Researchers at Michigan State University (MSU) just published an article in the Journal of Applied Ecology that indicates that blueberry growers who invest in nearby wildflower habitat to attract and support wild bees can increase their crop yields. They're saying that the cost of planting a habitat for wild bees can pay for itself in four years or less.
"Other studies have demonstrated that creating flowering habitat will attract wild bees, and a few have shown that this can increase yields," MSU entomologist and co-author Rufus Isaacs said in a press release. "This is the first paper that demonstrates an economic advantage. This gives us a strong argument to present to farmers that this method works, and it puts money back in their pockets."
"This is HUGE news," said pollination ecologist Neal Williams, associate professor of entomology at UC Davis, who was not involved in the study. "This is the first study to quantify pollination benefit as a result of habitat planting adjacent crops. It also works through the economics of the implementation of the the habitat and accrued economic and yield benefit over time. Fantastic stuff."
This is right up Willilams' alley, er, hedge row. He and his colleagues are exploring the role of wild native bees, honey bees and other managed species as crop pollinators and the effects of landscape composition and local habitat quality on their persistence. His research on pollination spans the disciplines of conservation biology, behavioral ecology and evolution. One of his primary research foci is on sustainable pollination strategies for agriculture. This work is critical given ongoing pressures facing managed honey bees and reported declines in important native pollinators such as bumble bees.
Williams' research has taken him from eastern Pennsylvania and New Jersey to California's Central Valley. "A continuing goal is to provide practical information that can be used to improve the long-term stability of pollination for agriculture in California, as well as promote pollinator conservation and management," Williams says. In addition to work in agriculture, he is also studying how habitat restoration affects pollinator communities and pollination.
Earlier California studies, involving Clare Kremen of UC Berkeley, Neal Williams and other colleagues, showed that wild bees make honey bees better pollinators; that is, the presence of wild bees makes the honey bees work harder.
Regarding the MSU study, the research team planted surrounding bueberry fields with a mix of 15 native perennial wildflowers, hoping to increase the wild bee population and thus improve pollination in the blueberry fields.

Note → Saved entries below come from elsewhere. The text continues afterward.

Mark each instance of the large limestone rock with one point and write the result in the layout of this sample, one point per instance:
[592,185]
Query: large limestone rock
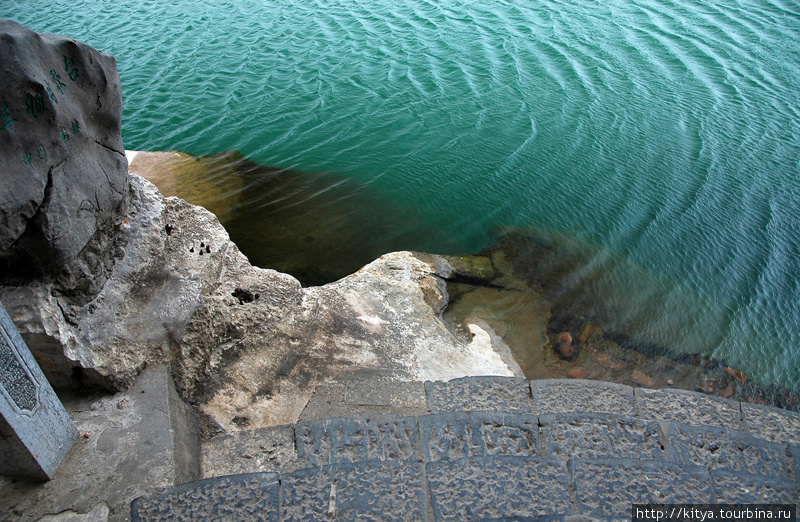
[63,175]
[247,344]
[125,278]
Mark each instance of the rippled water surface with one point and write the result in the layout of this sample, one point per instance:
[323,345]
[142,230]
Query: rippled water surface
[662,137]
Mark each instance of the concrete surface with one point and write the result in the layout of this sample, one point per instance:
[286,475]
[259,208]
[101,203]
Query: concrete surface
[130,444]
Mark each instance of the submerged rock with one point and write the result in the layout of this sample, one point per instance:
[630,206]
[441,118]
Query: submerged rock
[564,347]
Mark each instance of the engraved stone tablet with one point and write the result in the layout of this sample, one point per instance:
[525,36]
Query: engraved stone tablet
[35,431]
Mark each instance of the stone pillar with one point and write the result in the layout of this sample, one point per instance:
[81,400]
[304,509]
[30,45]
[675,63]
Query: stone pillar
[35,431]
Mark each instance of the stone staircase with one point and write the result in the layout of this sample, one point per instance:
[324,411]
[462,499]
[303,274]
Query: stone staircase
[491,448]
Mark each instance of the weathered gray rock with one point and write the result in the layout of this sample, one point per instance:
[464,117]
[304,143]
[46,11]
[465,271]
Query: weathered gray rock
[63,175]
[479,393]
[251,451]
[565,396]
[250,364]
[356,397]
[691,408]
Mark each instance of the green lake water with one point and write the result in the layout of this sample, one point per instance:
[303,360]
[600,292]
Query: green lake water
[656,141]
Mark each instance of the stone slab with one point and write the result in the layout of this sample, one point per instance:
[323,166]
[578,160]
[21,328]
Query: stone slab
[506,394]
[695,409]
[252,496]
[261,450]
[773,424]
[365,491]
[367,397]
[359,438]
[131,444]
[63,176]
[498,487]
[36,432]
[450,436]
[731,487]
[608,487]
[716,448]
[572,396]
[592,435]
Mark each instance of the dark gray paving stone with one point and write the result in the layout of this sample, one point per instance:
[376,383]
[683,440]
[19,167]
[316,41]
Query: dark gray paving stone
[498,487]
[794,456]
[715,448]
[506,394]
[556,518]
[364,491]
[252,496]
[695,409]
[366,397]
[593,435]
[773,424]
[573,396]
[265,449]
[359,438]
[608,487]
[450,436]
[731,487]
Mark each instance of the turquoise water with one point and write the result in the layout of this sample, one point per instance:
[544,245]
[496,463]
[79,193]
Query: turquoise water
[663,136]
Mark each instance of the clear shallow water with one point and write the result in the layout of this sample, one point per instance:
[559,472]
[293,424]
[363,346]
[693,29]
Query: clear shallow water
[660,139]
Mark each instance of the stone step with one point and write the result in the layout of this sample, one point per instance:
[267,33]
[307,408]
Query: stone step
[457,435]
[493,449]
[474,488]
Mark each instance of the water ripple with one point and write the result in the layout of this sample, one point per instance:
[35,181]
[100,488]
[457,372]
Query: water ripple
[666,130]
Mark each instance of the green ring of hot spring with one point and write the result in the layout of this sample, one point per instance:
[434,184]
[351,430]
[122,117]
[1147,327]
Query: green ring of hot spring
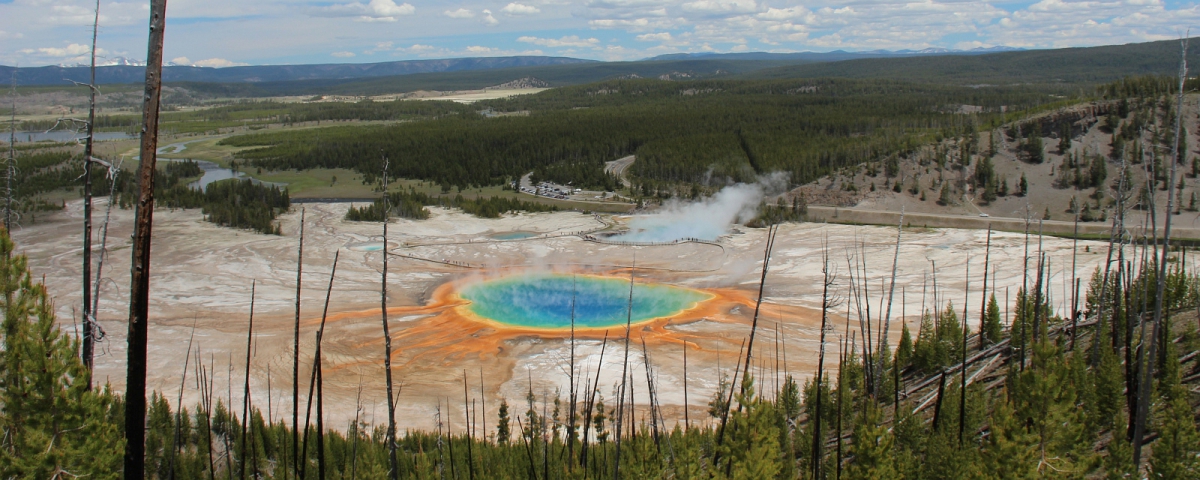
[545,300]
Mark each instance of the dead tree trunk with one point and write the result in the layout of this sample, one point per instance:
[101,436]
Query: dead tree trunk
[88,315]
[295,359]
[1145,390]
[393,461]
[245,394]
[624,373]
[139,288]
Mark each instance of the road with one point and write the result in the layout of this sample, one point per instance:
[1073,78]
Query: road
[618,167]
[865,216]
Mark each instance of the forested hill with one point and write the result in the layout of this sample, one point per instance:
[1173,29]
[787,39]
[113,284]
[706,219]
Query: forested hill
[681,132]
[174,73]
[553,75]
[1090,65]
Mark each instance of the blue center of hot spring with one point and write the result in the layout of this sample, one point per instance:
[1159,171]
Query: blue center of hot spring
[544,300]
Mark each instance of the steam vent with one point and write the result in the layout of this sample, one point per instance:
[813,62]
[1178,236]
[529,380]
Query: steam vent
[545,300]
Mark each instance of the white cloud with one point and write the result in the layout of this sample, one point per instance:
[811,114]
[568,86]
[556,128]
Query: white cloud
[568,41]
[654,37]
[519,9]
[489,19]
[375,11]
[219,64]
[73,49]
[720,6]
[417,48]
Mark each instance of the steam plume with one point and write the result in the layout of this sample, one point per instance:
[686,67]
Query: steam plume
[707,219]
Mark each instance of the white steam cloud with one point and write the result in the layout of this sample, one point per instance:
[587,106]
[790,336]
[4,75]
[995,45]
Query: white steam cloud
[707,219]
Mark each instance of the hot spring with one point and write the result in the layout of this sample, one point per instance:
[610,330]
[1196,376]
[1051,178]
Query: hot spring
[544,300]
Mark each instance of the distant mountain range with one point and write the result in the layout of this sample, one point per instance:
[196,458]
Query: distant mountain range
[835,55]
[131,71]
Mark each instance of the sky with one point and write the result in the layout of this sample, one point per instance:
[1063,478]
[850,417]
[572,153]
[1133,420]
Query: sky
[228,33]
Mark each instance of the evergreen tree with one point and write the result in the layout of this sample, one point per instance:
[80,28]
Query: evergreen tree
[503,435]
[53,425]
[991,329]
[904,351]
[873,447]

And yes, that's exactly what happened.
"In the first two years as the plantings established, we found little to no increase in the number of wild bees," Isaacs related in the press release "After that, though, the number of wild bees was twice as high as those found in our control fields that had no habitat improvements."
To quote from the press release: "Once the wild bees were more abundant, more flowers turned into blueberries, and the blueberries had more seeds and were larger. Based on the results, a two-acre field planted with wildflowers adjacent to a 10-acre field of blueberries boosted yields by 10-20 percent. This translated into more revenue from the field, which can recoup the money from planting wildflowers."
Isaacs was quick to point out that the researchers are not suggesting that growers cease using honey bees for pollination services. But with 420 species of wild bees in Michigan alone, he says, it makes sense to attract the "free" wild bees. Indeed, it does.
This study could have major implications for not only research in California, but nationwide.